Bernie Sanders Announces Plan to Erase $1.6 Trillion Outstanding Student DebtBernie is a man with a plan!

On June 24, Sen. Bernie Sanders, who is running in the 2020 Democratic presidential primary, announced his plan to get rid of the United States’ $1.6 trillion outstanding student loan tab. This move only further intensifies the policy debate on higher education ahead of the Democratic primaries. The 77-year-old Vermont senator is introducing the legislation with Rep. Ilhan Omar, D-Minn., and Rep. Pramila Jayapal, D-Wash., the co-chairwomen of the Congressional Progressive Caucus.

Outstanding education debt in the U.S. is expected to exceed credit card debt and even auto debt levels. Experts project college loan debt to balloon to $2 trillion by 2022.  Currently, the average college graduate leaves school $30,000 in debt which is up from the average of $10,000 in debt from the 1990s. Today, more than one-quarter, 28% to be precise, of loan borrowers’ loans are either delinquent or in default.

In order to make some serious changes and eradicate the growing debt, Sanders’ plan of attack, “The College for All Act,” would erase student debt for 45 million Americans and would be paid for with a new tax on Wall Street transactions. Sanders’ “revolutionary” plan would make two-year and four-year public colleges and universities tuition-free and debt-free. Additionally, in Sanders’ plan, trade schools and apprenticeship programs would also be tuition-free.

Speaking of the plan, Sanders told the Washington Post, “This is truly a revolutionary proposal.” He added, “In a generation hard hit by the Wall Street crash of 2008, it forgives all student debt and ends the absurdity of sentencing an entire generation to a lifetime of debt for the ‘crime’ of getting a college education.”

According to the senator’s office, the $2.2 trillion plan would be paid for by a new tax on financial transactions, which includes a 0.5 percent tax on stock transactions and a 0.1 percent tax on bonds, which would raise up to $2.4 trillion over the following 10 years.

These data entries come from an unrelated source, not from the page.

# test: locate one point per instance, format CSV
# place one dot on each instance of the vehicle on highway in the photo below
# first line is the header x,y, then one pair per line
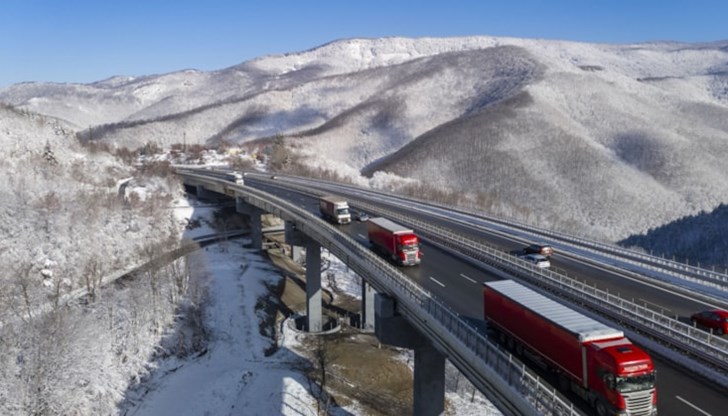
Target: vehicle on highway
x,y
715,320
396,242
537,260
361,216
593,360
334,209
539,248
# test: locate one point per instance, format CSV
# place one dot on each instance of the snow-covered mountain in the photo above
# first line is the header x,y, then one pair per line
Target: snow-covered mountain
x,y
603,140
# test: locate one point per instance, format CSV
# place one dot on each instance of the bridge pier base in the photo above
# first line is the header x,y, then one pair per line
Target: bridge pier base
x,y
256,223
429,378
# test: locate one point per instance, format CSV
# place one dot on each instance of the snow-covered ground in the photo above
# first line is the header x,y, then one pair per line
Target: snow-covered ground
x,y
234,376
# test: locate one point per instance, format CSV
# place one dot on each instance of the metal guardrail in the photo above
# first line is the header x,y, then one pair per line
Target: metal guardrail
x,y
502,378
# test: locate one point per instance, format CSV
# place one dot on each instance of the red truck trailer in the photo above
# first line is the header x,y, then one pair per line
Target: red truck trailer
x,y
592,359
394,241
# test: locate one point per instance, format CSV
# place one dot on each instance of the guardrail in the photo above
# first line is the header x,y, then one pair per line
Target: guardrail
x,y
689,341
711,280
502,378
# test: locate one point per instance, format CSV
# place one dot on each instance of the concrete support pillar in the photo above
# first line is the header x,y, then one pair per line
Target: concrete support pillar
x,y
295,239
256,223
367,306
429,381
313,285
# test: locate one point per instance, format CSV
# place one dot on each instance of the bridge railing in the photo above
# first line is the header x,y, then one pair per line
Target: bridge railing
x,y
502,378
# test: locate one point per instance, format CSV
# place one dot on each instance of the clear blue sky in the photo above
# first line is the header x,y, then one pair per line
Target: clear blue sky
x,y
86,41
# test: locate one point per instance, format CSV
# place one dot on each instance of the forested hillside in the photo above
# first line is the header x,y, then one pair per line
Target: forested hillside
x,y
65,226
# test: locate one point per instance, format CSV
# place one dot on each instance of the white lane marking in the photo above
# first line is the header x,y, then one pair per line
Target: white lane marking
x,y
693,406
466,277
619,273
436,281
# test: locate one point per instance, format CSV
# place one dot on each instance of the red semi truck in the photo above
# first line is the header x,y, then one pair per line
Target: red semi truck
x,y
394,241
594,360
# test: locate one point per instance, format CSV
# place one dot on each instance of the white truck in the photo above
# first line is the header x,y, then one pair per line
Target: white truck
x,y
335,209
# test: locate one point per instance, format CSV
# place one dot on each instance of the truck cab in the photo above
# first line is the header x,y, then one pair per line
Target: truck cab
x,y
625,377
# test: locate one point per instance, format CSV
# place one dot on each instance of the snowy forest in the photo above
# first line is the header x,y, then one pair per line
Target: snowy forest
x,y
66,225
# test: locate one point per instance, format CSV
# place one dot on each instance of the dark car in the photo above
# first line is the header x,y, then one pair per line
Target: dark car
x,y
537,259
715,319
540,248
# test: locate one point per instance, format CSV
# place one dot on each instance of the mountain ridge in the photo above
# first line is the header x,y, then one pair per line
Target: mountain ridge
x,y
596,139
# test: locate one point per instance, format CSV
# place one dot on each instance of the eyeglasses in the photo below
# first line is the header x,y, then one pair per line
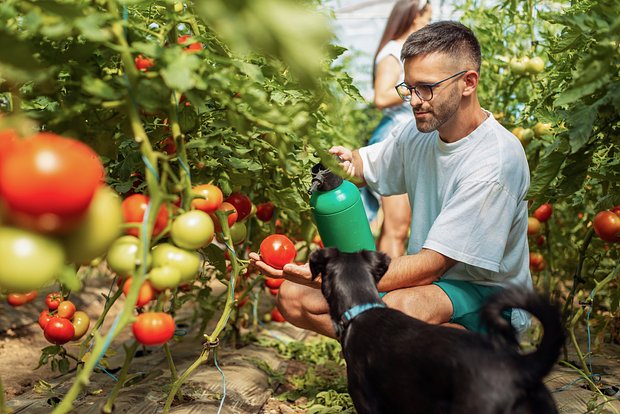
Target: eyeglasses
x,y
424,91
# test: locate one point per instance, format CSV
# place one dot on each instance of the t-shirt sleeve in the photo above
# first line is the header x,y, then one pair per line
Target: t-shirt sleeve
x,y
383,164
474,225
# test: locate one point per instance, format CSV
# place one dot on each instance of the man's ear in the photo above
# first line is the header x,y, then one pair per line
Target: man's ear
x,y
379,263
318,260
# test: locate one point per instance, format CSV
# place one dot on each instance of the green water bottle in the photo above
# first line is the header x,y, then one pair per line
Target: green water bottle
x,y
338,212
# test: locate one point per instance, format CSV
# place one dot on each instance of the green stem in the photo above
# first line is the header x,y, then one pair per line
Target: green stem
x,y
129,354
173,369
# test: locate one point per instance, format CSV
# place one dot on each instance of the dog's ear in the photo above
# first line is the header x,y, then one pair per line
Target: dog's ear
x,y
379,263
318,260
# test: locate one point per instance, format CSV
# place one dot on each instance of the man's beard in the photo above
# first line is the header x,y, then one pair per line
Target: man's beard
x,y
440,114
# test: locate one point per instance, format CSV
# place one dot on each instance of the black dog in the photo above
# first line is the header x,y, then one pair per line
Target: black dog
x,y
397,364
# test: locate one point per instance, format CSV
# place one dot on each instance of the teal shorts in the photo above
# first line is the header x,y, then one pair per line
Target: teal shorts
x,y
467,300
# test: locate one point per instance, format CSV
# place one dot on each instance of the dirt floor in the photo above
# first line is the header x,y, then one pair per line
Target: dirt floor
x,y
249,389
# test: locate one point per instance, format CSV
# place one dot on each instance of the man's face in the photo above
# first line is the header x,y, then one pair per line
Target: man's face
x,y
429,69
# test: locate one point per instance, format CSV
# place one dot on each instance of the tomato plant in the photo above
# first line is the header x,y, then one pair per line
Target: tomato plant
x,y
28,260
210,199
192,230
134,207
59,330
543,213
153,328
241,203
48,181
264,211
277,250
607,226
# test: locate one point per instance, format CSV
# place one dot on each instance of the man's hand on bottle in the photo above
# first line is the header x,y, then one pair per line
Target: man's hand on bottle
x,y
295,273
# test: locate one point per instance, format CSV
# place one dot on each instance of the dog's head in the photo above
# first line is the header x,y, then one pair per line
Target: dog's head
x,y
348,279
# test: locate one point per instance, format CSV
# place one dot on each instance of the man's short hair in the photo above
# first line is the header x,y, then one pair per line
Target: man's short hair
x,y
451,38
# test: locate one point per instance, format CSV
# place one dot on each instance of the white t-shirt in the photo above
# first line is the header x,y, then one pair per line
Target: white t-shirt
x,y
467,199
392,49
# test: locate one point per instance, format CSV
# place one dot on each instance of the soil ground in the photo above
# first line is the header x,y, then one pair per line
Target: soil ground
x,y
249,389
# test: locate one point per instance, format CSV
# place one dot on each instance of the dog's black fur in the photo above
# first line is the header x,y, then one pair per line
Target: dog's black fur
x,y
397,364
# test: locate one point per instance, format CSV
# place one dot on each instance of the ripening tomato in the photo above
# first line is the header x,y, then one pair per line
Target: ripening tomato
x,y
145,295
59,330
81,323
264,211
143,64
44,318
164,277
192,230
533,226
101,226
242,204
52,300
276,316
277,250
19,299
66,309
273,283
607,226
543,213
192,47
232,217
210,199
187,262
27,260
153,328
134,207
47,182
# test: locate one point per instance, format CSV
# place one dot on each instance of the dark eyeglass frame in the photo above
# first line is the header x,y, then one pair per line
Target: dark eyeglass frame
x,y
430,86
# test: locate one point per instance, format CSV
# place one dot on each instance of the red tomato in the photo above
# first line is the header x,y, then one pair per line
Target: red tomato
x,y
53,300
264,211
146,294
242,204
134,208
153,328
277,250
276,316
59,330
19,299
543,213
273,283
211,198
48,181
232,217
44,318
533,226
66,309
143,64
192,47
607,226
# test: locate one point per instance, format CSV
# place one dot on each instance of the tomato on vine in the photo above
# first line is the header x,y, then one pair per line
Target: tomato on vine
x,y
134,207
277,250
47,182
153,328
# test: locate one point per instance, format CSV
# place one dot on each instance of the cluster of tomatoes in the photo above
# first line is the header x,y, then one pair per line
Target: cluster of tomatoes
x,y
61,321
52,200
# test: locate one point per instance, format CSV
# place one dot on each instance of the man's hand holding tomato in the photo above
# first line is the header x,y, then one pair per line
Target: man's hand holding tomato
x,y
292,272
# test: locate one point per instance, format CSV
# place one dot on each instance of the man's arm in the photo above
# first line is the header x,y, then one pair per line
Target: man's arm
x,y
351,163
418,269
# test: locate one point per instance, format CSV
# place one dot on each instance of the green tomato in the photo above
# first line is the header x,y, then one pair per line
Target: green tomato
x,y
187,262
100,228
125,254
165,277
28,260
192,230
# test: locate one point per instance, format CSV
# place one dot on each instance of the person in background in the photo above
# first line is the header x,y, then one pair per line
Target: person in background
x,y
406,17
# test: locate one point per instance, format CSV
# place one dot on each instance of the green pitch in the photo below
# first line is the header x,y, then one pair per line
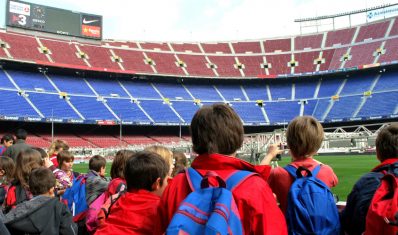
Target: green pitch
x,y
347,168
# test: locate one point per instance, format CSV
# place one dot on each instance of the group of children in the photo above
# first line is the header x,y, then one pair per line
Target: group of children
x,y
147,188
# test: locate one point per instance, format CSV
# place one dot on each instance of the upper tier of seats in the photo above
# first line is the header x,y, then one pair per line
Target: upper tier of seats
x,y
345,48
265,102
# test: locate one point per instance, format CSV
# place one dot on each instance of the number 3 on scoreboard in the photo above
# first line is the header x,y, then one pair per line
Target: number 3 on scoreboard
x,y
22,20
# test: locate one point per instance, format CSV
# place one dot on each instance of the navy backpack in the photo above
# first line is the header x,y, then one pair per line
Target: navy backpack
x,y
311,207
75,198
209,210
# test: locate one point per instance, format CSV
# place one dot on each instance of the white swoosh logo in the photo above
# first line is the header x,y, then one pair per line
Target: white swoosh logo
x,y
88,21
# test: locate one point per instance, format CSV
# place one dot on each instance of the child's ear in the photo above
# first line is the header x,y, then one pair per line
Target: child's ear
x,y
156,184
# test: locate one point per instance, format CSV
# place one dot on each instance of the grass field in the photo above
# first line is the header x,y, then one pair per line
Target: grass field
x,y
347,168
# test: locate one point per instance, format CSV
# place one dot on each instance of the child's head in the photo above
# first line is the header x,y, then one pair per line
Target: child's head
x,y
57,146
7,140
146,170
42,153
42,182
304,137
387,143
119,163
165,153
7,167
97,163
216,129
21,134
180,162
26,162
65,160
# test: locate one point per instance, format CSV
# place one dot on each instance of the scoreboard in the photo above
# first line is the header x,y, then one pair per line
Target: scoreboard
x,y
53,20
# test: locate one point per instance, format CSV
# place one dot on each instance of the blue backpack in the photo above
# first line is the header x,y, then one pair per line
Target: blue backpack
x,y
209,210
311,207
75,197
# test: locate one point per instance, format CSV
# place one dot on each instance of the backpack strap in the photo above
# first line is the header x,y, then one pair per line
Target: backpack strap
x,y
237,178
291,170
113,201
194,178
196,181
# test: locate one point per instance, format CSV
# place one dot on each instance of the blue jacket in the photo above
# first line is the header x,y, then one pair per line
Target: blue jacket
x,y
353,217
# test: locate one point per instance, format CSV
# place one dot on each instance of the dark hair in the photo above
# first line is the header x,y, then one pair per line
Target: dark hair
x,y
216,129
6,138
26,162
181,162
143,169
21,134
42,152
8,166
119,163
64,156
41,180
96,163
56,146
304,136
387,142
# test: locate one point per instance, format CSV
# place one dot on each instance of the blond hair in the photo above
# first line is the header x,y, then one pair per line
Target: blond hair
x,y
304,136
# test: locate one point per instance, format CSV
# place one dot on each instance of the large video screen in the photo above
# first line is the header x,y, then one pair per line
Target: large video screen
x,y
53,20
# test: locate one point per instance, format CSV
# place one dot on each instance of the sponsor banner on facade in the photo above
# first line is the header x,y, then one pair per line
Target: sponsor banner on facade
x,y
9,118
91,31
383,13
106,122
19,8
75,121
59,120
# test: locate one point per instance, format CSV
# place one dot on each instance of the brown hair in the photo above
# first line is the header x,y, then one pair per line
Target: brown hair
x,y
41,180
181,162
64,156
8,166
119,163
387,142
96,163
164,152
56,146
26,162
216,129
304,136
143,169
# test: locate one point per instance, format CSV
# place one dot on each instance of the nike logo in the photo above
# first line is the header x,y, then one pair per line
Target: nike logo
x,y
88,21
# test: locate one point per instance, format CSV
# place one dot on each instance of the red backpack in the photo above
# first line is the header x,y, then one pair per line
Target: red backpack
x,y
383,211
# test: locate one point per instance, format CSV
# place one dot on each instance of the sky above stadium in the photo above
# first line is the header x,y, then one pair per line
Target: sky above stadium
x,y
207,20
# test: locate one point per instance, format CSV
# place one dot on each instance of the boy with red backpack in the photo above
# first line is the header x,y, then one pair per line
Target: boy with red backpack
x,y
217,133
359,200
303,186
134,212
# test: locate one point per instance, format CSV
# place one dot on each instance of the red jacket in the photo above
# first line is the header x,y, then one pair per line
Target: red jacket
x,y
256,203
54,160
133,213
280,180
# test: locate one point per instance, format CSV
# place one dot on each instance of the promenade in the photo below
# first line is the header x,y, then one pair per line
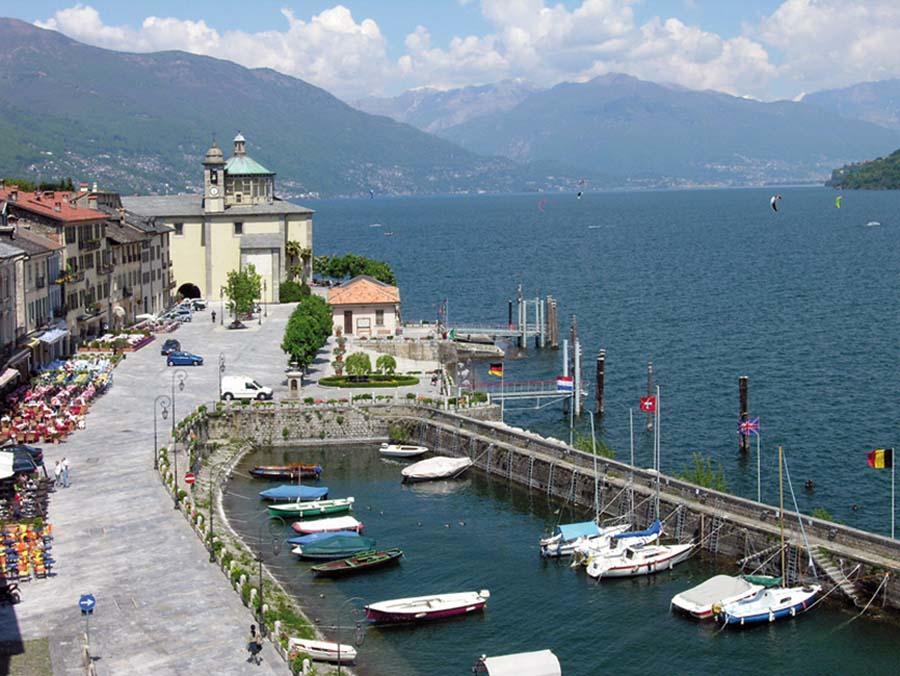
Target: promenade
x,y
162,608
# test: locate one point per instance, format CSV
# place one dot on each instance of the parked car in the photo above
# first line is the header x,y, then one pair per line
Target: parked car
x,y
242,387
184,359
170,346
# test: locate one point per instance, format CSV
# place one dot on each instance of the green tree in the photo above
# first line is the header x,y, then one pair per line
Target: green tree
x,y
704,472
386,364
242,289
359,364
584,443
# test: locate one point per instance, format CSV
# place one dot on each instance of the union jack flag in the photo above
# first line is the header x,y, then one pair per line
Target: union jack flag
x,y
748,427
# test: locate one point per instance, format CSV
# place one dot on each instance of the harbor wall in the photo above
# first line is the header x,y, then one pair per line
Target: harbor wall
x,y
727,527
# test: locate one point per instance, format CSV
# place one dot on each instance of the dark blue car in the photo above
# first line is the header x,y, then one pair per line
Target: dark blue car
x,y
184,359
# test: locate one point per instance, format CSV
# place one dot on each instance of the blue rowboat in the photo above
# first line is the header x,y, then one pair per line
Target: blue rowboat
x,y
318,537
287,492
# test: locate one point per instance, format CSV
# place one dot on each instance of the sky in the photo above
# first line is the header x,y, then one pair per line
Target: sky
x,y
765,49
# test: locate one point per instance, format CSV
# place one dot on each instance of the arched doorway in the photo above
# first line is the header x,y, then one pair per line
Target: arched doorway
x,y
189,290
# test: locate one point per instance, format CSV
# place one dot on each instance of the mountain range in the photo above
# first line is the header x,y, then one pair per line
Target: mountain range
x,y
142,122
643,133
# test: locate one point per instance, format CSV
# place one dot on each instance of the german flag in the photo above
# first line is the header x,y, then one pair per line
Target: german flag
x,y
881,458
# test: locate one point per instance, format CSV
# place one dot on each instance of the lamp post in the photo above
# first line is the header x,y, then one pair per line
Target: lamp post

However, the plan has already and quickly drawn critics. Following the announcement, Slate.com has run a headline, “Bernie Sanders Wants to Forgive All Student Debt. His Plan Doesn’t Make a Lot of Sense.”

In June, fellow Democratic candidate and Massachusetts senator  Elizabeth Warren announced with Rep. James E. Clyburn (D-S.C.) a plan to introduce legislation in the Senate and House to eliminate up to $50,000 in student loan debt for 42 million Americans. However, it differs from Sanders’ plan because it caps student debt forgiveness at $50,000 and offers no relief to borrowers who earn more than $250,000.

In Warren’s plan, people who earn between $100,000 and $250,000 would be eligible for less forgiveness. In the plan, Warren wrote, “a person with a household income of $130,000 gets $40,000 in cancellation, while a person with a household income of $160,000 gets $30,000 in cancellation.”

On June 13, Warren said in a statement: “It’s time to decide: Are we going to be a country that only helps the rich and powerful get richer and more powerful, or are we going to be a country that invests in its future?”

Both Sanders and Warren’s plans have drawn criticism, commenting that the plans are too expensive and fail to target borrowers who most need relief. The top quarter of American earners hold about a third of the outstanding student debt. “Most borrowers are capable of repaying their student loans,” said Mark Kantrowitz, the publisher of SavingForCollege.com.

Meanwhile, proponents of the plan say these proposals addresses the burden of debt that has grown steadily over the last decade and stunted the financial lives of millions of Americans.

Research has found that forgiving student loan debt has many benefits, including raising Gross Domestic Product, adding more than one million jobs and increasing small business formation and homeownership rates.